Laura Broad’s piece reconstitutes the Bible, in a manner of speaking, maybe a manner of speaking in visual tongues. She spins the pages of an old damaged bible into paper yarn.

Words no longer lay next to each other on the page. Twisted and turned, spun and knitted their past meanings go the way of the maiden name.

Amanda Thompson’s painting at first sight is essentially an abstract image, but are those shapes organisms, the viruses of the title ‘Virus No 1’? Reading the exhibition blurb, we find Irit Rogoff ‘s book ‘Terra Firma – Geographies Visual Culture’ contributing to Thompson’s research. Rogof is Professor of Visual Culture at Goldsmith’s College.Thompson’s concerns in this ‘viral’ piece are with boundaries echoing, notions of displacement and identity.Lynne Bingham’s piece, ‘Widow and Mother’ appropriates an old copy of ‘Vanity Fair’ by William Thackeray. The widow’s past is represented in the open book by pages buttoned together, into which a recess resembling a shallow grave is cut. In it lies a lacemaker’s bobbin. The pages of the future, prefaced with a framed photograph of the widow and her son, remain to be turned. Jane Pitt’s sound piece hints at fear through animal sounds, laughter, the breathing of somebody running? The use of headphones seems not to do justice to the spatial implications of this piece. A gallery setting in which the sound cannot form around us, reduces the experience.

An tint of loss and nostalgia infuses the show. Rob turner’s pieces reach out to childhood innocence and the myth of the innocent savage, whilst Niki Campbell’s engagement with the maiden name as well as having a real and compelling connection with independent selves looks over the shoulder to a time of innocence prior to the corrupting embrace. ‘The Little Wooden Horse’ of the title, vulnerable and innocent, about to be engulfed by white horses of an oceanic kind waits in ignorance.
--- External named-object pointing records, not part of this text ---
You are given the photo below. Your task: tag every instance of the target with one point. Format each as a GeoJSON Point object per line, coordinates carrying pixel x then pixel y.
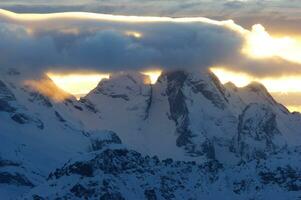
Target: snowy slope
{"type": "Point", "coordinates": [185, 137]}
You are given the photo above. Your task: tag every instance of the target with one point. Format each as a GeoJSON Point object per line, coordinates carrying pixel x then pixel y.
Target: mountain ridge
{"type": "Point", "coordinates": [186, 124]}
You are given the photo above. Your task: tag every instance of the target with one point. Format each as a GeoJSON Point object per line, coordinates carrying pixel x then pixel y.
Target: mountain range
{"type": "Point", "coordinates": [185, 137]}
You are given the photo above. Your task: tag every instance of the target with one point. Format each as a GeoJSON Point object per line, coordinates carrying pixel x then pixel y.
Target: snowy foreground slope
{"type": "Point", "coordinates": [186, 137]}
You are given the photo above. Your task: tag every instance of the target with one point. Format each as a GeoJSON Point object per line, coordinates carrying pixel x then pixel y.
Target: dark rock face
{"type": "Point", "coordinates": [285, 177]}
{"type": "Point", "coordinates": [257, 126]}
{"type": "Point", "coordinates": [150, 194]}
{"type": "Point", "coordinates": [22, 118]}
{"type": "Point", "coordinates": [180, 114]}
{"type": "Point", "coordinates": [216, 98]}
{"type": "Point", "coordinates": [36, 97]}
{"type": "Point", "coordinates": [14, 179]}
{"type": "Point", "coordinates": [111, 167]}
{"type": "Point", "coordinates": [178, 108]}
{"type": "Point", "coordinates": [90, 106]}
{"type": "Point", "coordinates": [6, 97]}
{"type": "Point", "coordinates": [107, 137]}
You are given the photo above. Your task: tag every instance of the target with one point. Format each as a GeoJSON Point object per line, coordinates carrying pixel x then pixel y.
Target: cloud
{"type": "Point", "coordinates": [106, 43]}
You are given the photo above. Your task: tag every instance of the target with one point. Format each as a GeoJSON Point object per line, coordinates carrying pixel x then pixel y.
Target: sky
{"type": "Point", "coordinates": [271, 51]}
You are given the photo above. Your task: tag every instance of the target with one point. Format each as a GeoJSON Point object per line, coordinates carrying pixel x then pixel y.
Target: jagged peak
{"type": "Point", "coordinates": [256, 87]}
{"type": "Point", "coordinates": [230, 85]}
{"type": "Point", "coordinates": [125, 78]}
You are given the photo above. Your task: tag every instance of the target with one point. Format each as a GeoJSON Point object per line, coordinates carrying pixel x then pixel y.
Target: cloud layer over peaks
{"type": "Point", "coordinates": [106, 43]}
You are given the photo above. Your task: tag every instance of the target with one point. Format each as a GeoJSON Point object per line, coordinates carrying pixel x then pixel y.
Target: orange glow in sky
{"type": "Point", "coordinates": [260, 44]}
{"type": "Point", "coordinates": [77, 84]}
{"type": "Point", "coordinates": [153, 75]}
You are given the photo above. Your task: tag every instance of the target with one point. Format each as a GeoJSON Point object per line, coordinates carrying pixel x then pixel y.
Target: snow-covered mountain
{"type": "Point", "coordinates": [185, 137]}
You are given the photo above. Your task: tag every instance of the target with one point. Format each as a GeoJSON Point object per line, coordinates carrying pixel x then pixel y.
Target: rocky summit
{"type": "Point", "coordinates": [185, 137]}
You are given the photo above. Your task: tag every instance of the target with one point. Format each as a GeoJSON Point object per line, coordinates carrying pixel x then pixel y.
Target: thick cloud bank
{"type": "Point", "coordinates": [87, 41]}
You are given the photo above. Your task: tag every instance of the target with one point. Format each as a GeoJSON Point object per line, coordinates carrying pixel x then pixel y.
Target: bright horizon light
{"type": "Point", "coordinates": [77, 84]}
{"type": "Point", "coordinates": [153, 75]}
{"type": "Point", "coordinates": [260, 44]}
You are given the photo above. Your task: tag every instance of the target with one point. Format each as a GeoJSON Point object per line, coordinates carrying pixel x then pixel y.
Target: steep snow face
{"type": "Point", "coordinates": [230, 142]}
{"type": "Point", "coordinates": [258, 133]}
{"type": "Point", "coordinates": [185, 115]}
{"type": "Point", "coordinates": [37, 134]}
{"type": "Point", "coordinates": [115, 172]}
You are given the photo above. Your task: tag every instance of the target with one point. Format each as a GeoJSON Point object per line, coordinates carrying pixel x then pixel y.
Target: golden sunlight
{"type": "Point", "coordinates": [77, 84]}
{"type": "Point", "coordinates": [282, 84]}
{"type": "Point", "coordinates": [153, 75]}
{"type": "Point", "coordinates": [260, 44]}
{"type": "Point", "coordinates": [134, 34]}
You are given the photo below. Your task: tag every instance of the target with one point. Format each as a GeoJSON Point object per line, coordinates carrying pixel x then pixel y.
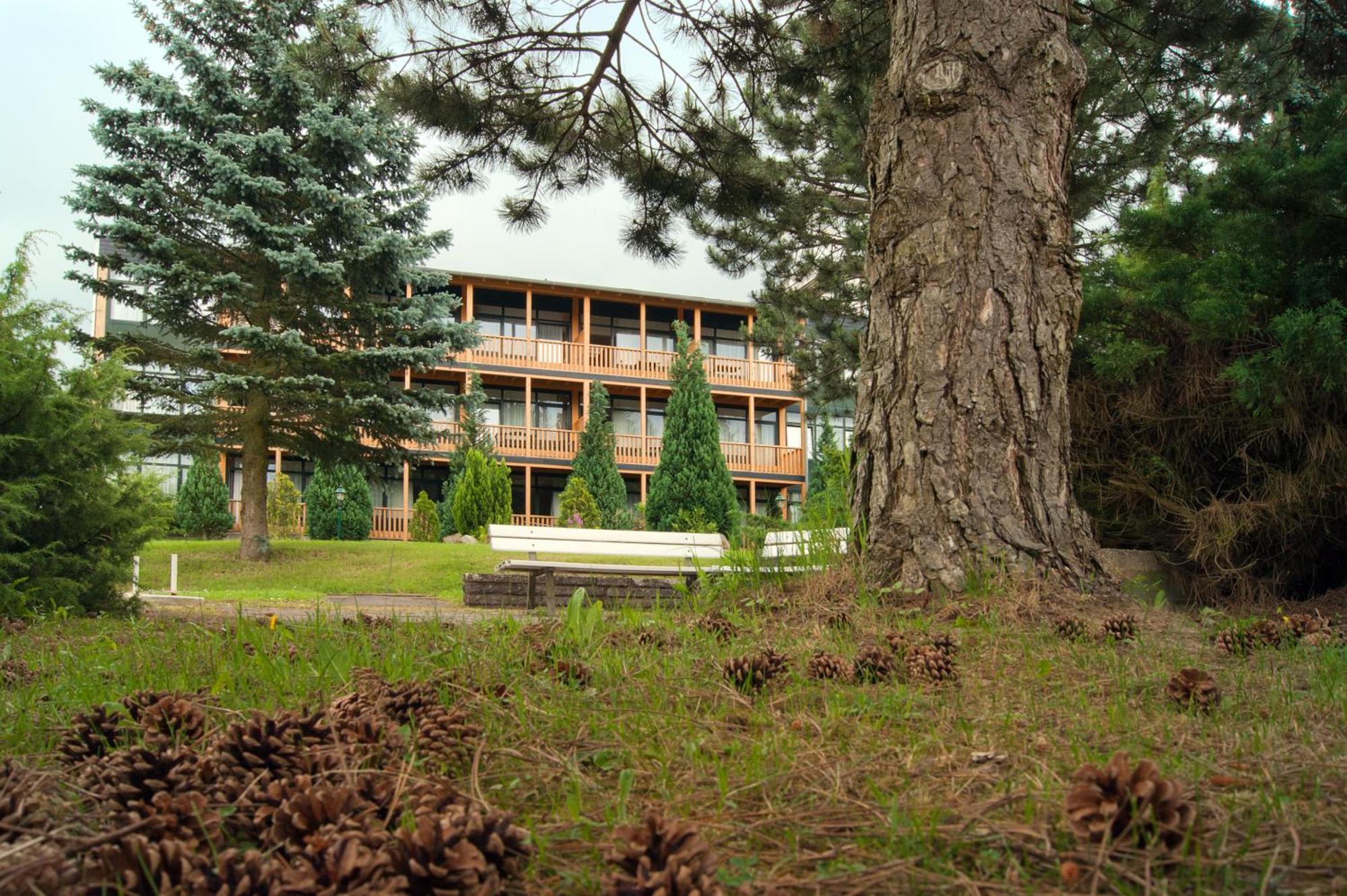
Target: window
{"type": "Point", "coordinates": [767, 427]}
{"type": "Point", "coordinates": [504, 407]}
{"type": "Point", "coordinates": [659, 329]}
{"type": "Point", "coordinates": [721, 337]}
{"type": "Point", "coordinates": [615, 324]}
{"type": "Point", "coordinates": [627, 417]}
{"type": "Point", "coordinates": [552, 409]}
{"type": "Point", "coordinates": [735, 423]}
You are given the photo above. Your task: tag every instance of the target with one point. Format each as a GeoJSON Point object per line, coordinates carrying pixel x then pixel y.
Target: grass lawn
{"type": "Point", "coordinates": [304, 571]}
{"type": "Point", "coordinates": [810, 786]}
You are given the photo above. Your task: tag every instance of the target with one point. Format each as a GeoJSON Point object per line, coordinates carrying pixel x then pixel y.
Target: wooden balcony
{"type": "Point", "coordinates": [650, 364]}
{"type": "Point", "coordinates": [561, 444]}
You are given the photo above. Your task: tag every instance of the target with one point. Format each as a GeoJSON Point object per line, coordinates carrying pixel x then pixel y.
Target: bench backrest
{"type": "Point", "coordinates": [793, 543]}
{"type": "Point", "coordinates": [614, 543]}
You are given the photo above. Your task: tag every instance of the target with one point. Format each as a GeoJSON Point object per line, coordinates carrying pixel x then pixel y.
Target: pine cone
{"type": "Point", "coordinates": [21, 802]}
{"type": "Point", "coordinates": [308, 809]}
{"type": "Point", "coordinates": [1121, 627]}
{"type": "Point", "coordinates": [1235, 642]}
{"type": "Point", "coordinates": [166, 716]}
{"type": "Point", "coordinates": [341, 862]}
{"type": "Point", "coordinates": [662, 859]}
{"type": "Point", "coordinates": [874, 664]}
{"type": "Point", "coordinates": [1194, 689]}
{"type": "Point", "coordinates": [445, 735]}
{"type": "Point", "coordinates": [1072, 627]}
{"type": "Point", "coordinates": [461, 851]}
{"type": "Point", "coordinates": [137, 864]}
{"type": "Point", "coordinates": [239, 874]}
{"type": "Point", "coordinates": [15, 673]}
{"type": "Point", "coordinates": [945, 642]}
{"type": "Point", "coordinates": [1270, 633]}
{"type": "Point", "coordinates": [131, 778]}
{"type": "Point", "coordinates": [1119, 800]}
{"type": "Point", "coordinates": [719, 626]}
{"type": "Point", "coordinates": [931, 665]}
{"type": "Point", "coordinates": [899, 644]}
{"type": "Point", "coordinates": [828, 666]}
{"type": "Point", "coordinates": [750, 673]}
{"type": "Point", "coordinates": [1302, 625]}
{"type": "Point", "coordinates": [573, 672]}
{"type": "Point", "coordinates": [92, 734]}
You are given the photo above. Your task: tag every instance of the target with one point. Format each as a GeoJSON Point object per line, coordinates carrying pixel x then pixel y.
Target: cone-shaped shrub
{"type": "Point", "coordinates": [358, 513]}
{"type": "Point", "coordinates": [692, 475]}
{"type": "Point", "coordinates": [425, 525]}
{"type": "Point", "coordinates": [596, 463]}
{"type": "Point", "coordinates": [201, 509]}
{"type": "Point", "coordinates": [579, 508]}
{"type": "Point", "coordinates": [483, 494]}
{"type": "Point", "coordinates": [284, 504]}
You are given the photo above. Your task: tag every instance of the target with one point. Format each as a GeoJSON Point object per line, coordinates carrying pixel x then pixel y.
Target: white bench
{"type": "Point", "coordinates": [794, 543]}
{"type": "Point", "coordinates": [686, 548]}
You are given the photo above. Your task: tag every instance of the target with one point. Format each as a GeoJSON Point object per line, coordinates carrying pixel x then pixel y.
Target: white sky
{"type": "Point", "coordinates": [48, 51]}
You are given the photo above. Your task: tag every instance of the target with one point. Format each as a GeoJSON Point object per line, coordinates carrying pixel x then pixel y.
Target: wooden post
{"type": "Point", "coordinates": [752, 435]}
{"type": "Point", "coordinates": [529, 323]}
{"type": "Point", "coordinates": [585, 334]}
{"type": "Point", "coordinates": [407, 501]}
{"type": "Point", "coordinates": [529, 493]}
{"type": "Point", "coordinates": [646, 447]}
{"type": "Point", "coordinates": [643, 335]}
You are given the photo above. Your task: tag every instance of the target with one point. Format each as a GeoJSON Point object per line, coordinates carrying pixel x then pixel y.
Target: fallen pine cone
{"type": "Point", "coordinates": [662, 859]}
{"type": "Point", "coordinates": [1194, 689]}
{"type": "Point", "coordinates": [1119, 800]}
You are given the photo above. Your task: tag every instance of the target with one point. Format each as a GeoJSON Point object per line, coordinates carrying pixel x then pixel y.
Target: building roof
{"type": "Point", "coordinates": [591, 288]}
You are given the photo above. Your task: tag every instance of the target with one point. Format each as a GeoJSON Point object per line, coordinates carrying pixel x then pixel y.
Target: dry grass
{"type": "Point", "coordinates": [812, 786]}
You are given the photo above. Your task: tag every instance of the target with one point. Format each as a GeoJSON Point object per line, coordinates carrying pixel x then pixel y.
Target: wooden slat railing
{"type": "Point", "coordinates": [653, 364]}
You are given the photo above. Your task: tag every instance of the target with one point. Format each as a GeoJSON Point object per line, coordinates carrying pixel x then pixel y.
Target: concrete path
{"type": "Point", "coordinates": [421, 607]}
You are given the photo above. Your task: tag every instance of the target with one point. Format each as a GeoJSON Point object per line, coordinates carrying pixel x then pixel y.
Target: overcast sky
{"type": "Point", "coordinates": [48, 51]}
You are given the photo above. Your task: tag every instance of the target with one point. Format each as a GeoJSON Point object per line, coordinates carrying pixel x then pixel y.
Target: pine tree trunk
{"type": "Point", "coordinates": [962, 432]}
{"type": "Point", "coordinates": [253, 525]}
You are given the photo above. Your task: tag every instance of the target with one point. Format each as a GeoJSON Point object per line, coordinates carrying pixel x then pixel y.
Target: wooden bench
{"type": "Point", "coordinates": [794, 543]}
{"type": "Point", "coordinates": [688, 548]}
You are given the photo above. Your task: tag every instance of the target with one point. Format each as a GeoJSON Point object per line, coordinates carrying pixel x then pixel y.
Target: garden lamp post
{"type": "Point", "coordinates": [341, 499]}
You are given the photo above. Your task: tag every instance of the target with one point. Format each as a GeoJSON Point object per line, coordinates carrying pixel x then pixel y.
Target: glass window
{"type": "Point", "coordinates": [735, 423]}
{"type": "Point", "coordinates": [504, 407]}
{"type": "Point", "coordinates": [767, 427]}
{"type": "Point", "coordinates": [553, 409]}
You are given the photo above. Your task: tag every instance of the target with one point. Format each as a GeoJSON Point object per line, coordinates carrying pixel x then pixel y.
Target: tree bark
{"type": "Point", "coordinates": [962, 432]}
{"type": "Point", "coordinates": [253, 516]}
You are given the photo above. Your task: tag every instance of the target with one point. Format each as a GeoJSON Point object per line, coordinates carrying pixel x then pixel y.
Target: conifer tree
{"type": "Point", "coordinates": [483, 495]}
{"type": "Point", "coordinates": [964, 214]}
{"type": "Point", "coordinates": [358, 510]}
{"type": "Point", "coordinates": [73, 510]}
{"type": "Point", "coordinates": [201, 508]}
{"type": "Point", "coordinates": [285, 506]}
{"type": "Point", "coordinates": [425, 524]}
{"type": "Point", "coordinates": [263, 218]}
{"type": "Point", "coordinates": [596, 463]}
{"type": "Point", "coordinates": [692, 481]}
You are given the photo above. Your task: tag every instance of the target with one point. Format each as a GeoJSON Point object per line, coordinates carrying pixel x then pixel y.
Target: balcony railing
{"type": "Point", "coordinates": [650, 364]}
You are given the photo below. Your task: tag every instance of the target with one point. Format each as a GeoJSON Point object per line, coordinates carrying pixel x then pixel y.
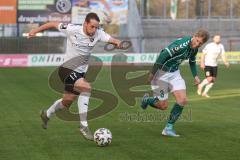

What is it that compels in the knitting of words, but a sense of loss? And what yearning might Lynne Bingham’s widow and her son have felt that past pages could be re-turned? The theme reverberates anew through the overturned birdnest in Sara Wickes’ ‘Robin Shoes’. Breughel’s Icarus illustrates that tragedy is simultaneously universal and local; the farmer continues along his own furrow.

So much is happening in this show that a second quote, of a quote from Annabel Tilley’s book, seems appropriate;

Henry Perowne, from pages 28 and 207 (Saturday) ‘When anything can happen, nothing much matters’, ‘When anything can happen, everything matters.’